Meet Charlie

Former rough sleeper Charlie Wood is a volunteer peer mentor with Outcome Home and works with Basingstoke and Deane Borough Council and housing associations including Homes for Cathy member Sovereign to support people who have also experienced homelessness

Peer mentor Charlie

As a young man Charlie had all the trappings of success.  Despite having lost his parents as a child and gone through foster care, he passed the 11 Plus and went on to study at a top university.  Graduating with a degree in geology, he became a high flying sales executive at a well-known blue chip company, earning a six figure salary.  However, for Charlie, unresolved mental health issues and a corporate culture of alcohol and recreational drug use meant his outwardly enviable life soon came crashing down.  He lost his job and his home and before long he was sleeping on the streets.

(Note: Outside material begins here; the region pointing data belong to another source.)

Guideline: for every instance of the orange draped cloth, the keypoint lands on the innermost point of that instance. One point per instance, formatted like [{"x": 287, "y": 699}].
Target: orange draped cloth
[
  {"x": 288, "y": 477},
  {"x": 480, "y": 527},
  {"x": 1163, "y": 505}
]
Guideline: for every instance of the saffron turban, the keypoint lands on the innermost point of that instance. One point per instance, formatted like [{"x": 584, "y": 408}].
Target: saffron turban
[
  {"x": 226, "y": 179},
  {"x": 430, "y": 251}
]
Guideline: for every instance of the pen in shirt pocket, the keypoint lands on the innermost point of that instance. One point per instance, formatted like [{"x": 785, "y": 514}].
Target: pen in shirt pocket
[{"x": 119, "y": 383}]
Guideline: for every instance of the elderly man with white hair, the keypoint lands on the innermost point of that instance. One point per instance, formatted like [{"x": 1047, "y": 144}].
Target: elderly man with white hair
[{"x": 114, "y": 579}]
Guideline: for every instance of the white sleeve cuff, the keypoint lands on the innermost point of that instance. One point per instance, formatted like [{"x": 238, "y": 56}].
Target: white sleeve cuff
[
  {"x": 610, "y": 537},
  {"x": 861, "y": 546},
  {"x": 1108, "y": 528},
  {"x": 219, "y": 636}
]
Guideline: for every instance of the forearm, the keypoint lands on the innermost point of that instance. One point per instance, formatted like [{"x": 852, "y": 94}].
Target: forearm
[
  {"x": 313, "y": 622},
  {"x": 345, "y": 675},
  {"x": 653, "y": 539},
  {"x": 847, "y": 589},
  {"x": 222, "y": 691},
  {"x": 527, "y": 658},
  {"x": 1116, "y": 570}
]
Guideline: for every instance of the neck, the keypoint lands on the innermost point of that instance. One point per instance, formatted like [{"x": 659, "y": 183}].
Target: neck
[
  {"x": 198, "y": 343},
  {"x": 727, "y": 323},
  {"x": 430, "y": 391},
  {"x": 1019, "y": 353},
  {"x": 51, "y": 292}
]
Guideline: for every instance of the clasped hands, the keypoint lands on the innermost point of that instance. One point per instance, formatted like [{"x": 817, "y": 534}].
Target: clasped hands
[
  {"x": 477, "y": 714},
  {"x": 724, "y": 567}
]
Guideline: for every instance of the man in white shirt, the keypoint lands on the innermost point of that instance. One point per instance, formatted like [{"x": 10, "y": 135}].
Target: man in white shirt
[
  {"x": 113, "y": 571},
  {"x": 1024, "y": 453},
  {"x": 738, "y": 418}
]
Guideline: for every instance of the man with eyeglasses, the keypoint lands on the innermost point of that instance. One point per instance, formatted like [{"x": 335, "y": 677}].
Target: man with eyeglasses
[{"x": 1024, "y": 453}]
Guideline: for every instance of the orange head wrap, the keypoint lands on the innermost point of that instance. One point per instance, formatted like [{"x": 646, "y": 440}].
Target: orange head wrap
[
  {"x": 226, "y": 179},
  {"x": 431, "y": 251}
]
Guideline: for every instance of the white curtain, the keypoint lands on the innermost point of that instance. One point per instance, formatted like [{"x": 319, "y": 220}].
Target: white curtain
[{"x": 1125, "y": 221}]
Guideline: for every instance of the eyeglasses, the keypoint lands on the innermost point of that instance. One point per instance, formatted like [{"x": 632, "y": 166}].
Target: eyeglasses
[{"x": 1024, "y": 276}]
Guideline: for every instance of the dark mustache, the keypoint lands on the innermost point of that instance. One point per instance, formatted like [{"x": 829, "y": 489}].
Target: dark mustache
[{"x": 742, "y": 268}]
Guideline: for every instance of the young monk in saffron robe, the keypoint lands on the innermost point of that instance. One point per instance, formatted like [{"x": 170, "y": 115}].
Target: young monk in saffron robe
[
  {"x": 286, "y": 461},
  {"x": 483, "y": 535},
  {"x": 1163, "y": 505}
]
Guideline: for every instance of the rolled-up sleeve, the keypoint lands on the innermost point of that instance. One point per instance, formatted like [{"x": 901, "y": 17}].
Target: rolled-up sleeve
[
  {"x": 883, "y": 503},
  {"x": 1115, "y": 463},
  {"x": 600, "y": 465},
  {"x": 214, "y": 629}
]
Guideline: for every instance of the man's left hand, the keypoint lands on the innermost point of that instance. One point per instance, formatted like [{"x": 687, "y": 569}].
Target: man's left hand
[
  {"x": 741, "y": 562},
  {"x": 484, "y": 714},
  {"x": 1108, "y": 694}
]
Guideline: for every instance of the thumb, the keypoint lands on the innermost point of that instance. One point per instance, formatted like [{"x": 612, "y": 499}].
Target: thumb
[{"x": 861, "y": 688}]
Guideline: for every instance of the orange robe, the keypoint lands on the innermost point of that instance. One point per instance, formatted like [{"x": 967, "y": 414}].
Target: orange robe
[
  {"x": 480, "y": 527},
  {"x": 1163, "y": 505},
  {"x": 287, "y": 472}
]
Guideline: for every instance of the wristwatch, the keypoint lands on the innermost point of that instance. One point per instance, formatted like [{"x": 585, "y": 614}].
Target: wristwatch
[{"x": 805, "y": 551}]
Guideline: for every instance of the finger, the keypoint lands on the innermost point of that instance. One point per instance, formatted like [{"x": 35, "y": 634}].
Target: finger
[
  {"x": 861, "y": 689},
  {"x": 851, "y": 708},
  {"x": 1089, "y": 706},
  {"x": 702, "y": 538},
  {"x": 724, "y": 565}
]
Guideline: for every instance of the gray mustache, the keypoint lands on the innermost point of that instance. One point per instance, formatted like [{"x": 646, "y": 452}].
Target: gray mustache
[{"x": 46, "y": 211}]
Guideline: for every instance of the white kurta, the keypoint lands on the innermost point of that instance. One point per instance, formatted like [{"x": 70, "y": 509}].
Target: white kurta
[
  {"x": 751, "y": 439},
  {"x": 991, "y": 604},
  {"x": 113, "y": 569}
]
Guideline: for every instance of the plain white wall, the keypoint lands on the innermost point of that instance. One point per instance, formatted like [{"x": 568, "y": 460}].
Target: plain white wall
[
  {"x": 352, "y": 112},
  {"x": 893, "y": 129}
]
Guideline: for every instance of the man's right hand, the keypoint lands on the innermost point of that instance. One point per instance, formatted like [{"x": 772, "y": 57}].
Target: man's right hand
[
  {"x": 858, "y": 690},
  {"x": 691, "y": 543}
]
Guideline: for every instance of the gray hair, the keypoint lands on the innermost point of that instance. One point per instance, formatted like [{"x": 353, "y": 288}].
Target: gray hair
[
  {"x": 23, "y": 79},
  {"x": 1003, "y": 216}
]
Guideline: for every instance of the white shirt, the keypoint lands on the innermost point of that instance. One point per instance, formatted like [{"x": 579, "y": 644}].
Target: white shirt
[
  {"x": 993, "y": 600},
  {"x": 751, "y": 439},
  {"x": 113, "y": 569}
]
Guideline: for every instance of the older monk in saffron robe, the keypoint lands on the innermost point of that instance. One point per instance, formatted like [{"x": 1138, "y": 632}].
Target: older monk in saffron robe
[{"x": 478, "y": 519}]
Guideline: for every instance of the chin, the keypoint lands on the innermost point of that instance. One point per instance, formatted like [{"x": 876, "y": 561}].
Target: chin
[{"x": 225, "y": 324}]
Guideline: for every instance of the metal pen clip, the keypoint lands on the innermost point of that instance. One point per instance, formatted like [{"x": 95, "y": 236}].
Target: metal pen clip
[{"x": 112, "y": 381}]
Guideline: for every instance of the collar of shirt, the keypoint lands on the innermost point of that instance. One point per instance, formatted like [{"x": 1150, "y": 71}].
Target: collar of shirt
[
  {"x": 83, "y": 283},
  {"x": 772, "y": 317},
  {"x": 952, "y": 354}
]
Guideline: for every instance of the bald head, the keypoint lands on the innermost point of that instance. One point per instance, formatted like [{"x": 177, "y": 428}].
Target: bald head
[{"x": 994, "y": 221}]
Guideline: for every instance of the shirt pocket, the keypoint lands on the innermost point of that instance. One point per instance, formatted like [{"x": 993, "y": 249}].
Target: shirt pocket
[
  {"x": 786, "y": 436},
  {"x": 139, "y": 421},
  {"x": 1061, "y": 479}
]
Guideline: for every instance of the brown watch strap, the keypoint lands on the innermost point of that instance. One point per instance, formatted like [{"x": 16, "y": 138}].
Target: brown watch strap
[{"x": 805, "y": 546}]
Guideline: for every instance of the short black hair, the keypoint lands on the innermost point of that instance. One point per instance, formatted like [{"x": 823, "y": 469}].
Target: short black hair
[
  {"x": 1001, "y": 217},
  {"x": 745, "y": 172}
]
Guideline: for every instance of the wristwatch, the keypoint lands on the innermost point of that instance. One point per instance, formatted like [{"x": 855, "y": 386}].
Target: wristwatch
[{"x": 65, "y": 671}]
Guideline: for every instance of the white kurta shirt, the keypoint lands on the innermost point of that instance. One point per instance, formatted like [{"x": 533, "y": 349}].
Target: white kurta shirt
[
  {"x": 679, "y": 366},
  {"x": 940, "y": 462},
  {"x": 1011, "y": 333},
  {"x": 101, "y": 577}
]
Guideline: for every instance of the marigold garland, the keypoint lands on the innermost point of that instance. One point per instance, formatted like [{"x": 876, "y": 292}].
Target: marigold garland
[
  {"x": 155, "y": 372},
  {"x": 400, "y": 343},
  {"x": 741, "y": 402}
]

Luckily, with support from Sovereign Housing Association, Charlie was able to escape life on the streets, first being housed in temporary supported accommodation and eventually moving to his own general needs property.

A crucial part of Charlie’s journey to a more secure and stable future has been his involvement in a ground-breaking peer mentorship scheme for homeless people.  Five years ago he was invited by Basingstoke and Deane Borough Council to sit on their Social Inclusion Partnership (SIP) board.  The area was facing a significant rough sleeping problem at the time, with 26 rough sleepers in the borough, and the SIP was keen for Charlie to bring his experience and recommendations as an ex-rough sleeper himself.  Through the partnership, Charlie met psychologist Dr Stephanie Barker from the University of Southampton.  Researching for a PhD on peer mentorship, Stephanie was setting up a peer mentoring project as part of the team at Outcome Home and enlisted Charlie as a volunteer. 

Charlie says:

“We started off working in stage one hostels, mentoring the service users to keep their tenancies and supporting them with things like claiming benefits, using our own lived experience to guide them through what is a very difficult homeless situation for them. Over time, the project has just got bigger and bigger; we started off with three peer mentors and we now have nine.

“The people we work with respond well to us because we have that shared hardship experience and because we’ve lived it, they listen to us, rather than someone in a suit who has no understanding.  We’re able to be non-judgemental and accepting, because we’ve made the same mistakes.  It is making a difference and we’ve had some great outcomes.”

Now the lead peer mentor with Outcome Home, Charlie provides a crucial element of support for the residents of Sovereign Housing’s new move on shared accommodation scheme in Basingstoke.

Charlie adds:

“Our ultimate mission is tenancy support and sustainment, to avoid that repeat cycle of homelessness.  We help with practical things like budget planning, benefit applications and making sure rent is paid on time. 

“We also try to encourage acceptable behaviour – sometimes in a brand new tenancy, where a person has been homeless and gone through a hostel situation, there’s a tendency for them to ‘over enjoy’ themselves, because it’s all new to them, and they can then be in danger of getting a behavioural order.  If people do have challenging behaviour, we use a psychologically informed approach to find out not what they did but why.  With the Sovereign scheme, this psychologically informed approach means we involve residents in how they want their house to be run and help co-produce things like cleaning rotas – ultimately it’s their house, their rules.

“We’re also there as a befriender, someone they can talk to as a guy who’s on their side.  The majority of people we support have mental health and substance abuse problems, so we encourage them to engage with community mental health teams and drug and alcohol agencies, going with them to appointments and keeping them company.”

With the peer mentorship programme going from strength to strength, Charlie’s life has a renewed sense of purpose.

He concludes: “Basingstoke is now one of the few places in Britain where the rough sleeper count is zero, which is proof that the model is working.  It’s great to be part of that.”